People with chronic diarrhea should seek professional homeopathic care. Of interest to those with chronic diarrhea and those who treat them, one study found that the homeopathic medicine Asafoetida 3x was found to be effective in people with colitis (Rahlfs, 1978).
- Podophyllum (mayapple): This is the leading remedy for acute diarrhea. It is indicated when the person experiences a sudden urgency for a stool (it may even drive the person out of bed early in the morning) and when there are profuse, offensive-smelling stools, and great rumbling and gurgling in the abdomen before the stool. Typically, the release of the stool is painless, but in-between stools they may experience cramping that may cause them to double-up. People who need this remedy tend to have a large thirst for cold liquids. In certain cases, they may experience an uncertain feeling if they are going to vomit or have diarrhea.
- Arsenicum album (arsenic): This remedy is the leading remedy for diarrhea caused by food poisoning or from viral diseases. The diarrhea is worse after eating or drinking, and is usually accompanied by nausea, vomiting, burning or cramping pains in the abdomen. The person is usually exhausted by the diarrhea, but he or she is also restless, fidgety, and generally anxious. They may have a fever with chills, and regardless, they are chilly and very sensitive to and aggravated by cold. They can be very thirsty but can only handle drinking sips of fluids at a time.
- Aloe socotrina (socotrine aloes): When people experience a distinct feeling of insecurity in the rectum that may lead to accidental expelling of a stool after passing gas, this remedy should be considered. There is much gurgling and rumbling in the abdomen prior to a stool and much sputtering during its release. The diarrhea is worse in the morning and may drive the person out of bed. The stools themselves are very mucusy and like jell-o. The person may concurrently experience hemorrhoids.
- Veratrum album (white hellebore): People who experience profuse painful diarrhea that is forcibly evacuated followed by great weakness should consider this remedy. Despite feeling very chilly, these people crave ice and cold drinks. They tend to have profuse sweating with chills, and they may experience projectile vomiting.
- Chamomilla (chamomile): This remedy is useful in infants who experience diarrhea, especially when they are extremely irritable during their illness. Typically, the diarrhea is foul smelling and green or has white or yellow mucus. They are in great pain, and holding and carrying them is the only thing that provides temporary relief.
- Calcarea carbonica (carbonate of lime): Like Chamomilla , this remedy is more commonly given to infants. It is particularly common in infants with a lot of baby fat, who are pale and lethargic, and who emit a sour odor from their body and sweat profusely, especially on the head. They tend to crave eggs and indigestible things (chalk, dirt, etc.).
- Cinchona officinalis (also called China or Peruvian bark): This remedy is for diarrhea with great bloating, indigestion, and general weakness. The symptoms are noticeably worse at night, in hot weather, and after nursing.
DOSE: Give the 6, 12, or 30 th potency after every stool. At first, this will lead to more frequent doses, but as the person improves, fewer doses will be necessary.

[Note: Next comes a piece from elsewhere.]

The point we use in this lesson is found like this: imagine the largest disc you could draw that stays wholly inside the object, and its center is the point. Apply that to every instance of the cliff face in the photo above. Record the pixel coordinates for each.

Stop once the person has normal, firm stools. If there isn’t any change after 24 hours, consider another remedy.
J. Jacobs, L.M. Jimenez, S.S. Gloyd, “Treatment of Acute Childhood Diarrhea with Homeopathic Medicine: A Randomized Double-blind Controlled Study in Nicaragua ,” Pediatrics, May, 1994,93,5:719-25.
J. Jacobs, LM Jimenez, S. Malthouse, et al., Homeopathic Treatment of Acute Childhood Diarrhea: Results from a Clinical Trial in Nepal , Journal of Alternative and Complementary Medicine, April 2000,6,2,:131-140.
J. Jacobs, WB Jonas, M Jimenez-Perez, D Crothers, Homeopathy for Childhood Diarrhea: Combined Results and Metaanalysis from Three Randomized, Controlled Clinical Trials, Pediatr Infect Dis J, 2003;22:229-34.
V.W. Rahlfs, P. Mossinger, Asafoetida bei Colon Irritabile,” Deutsche Medizinische Wochensch., 1978,104:140-43.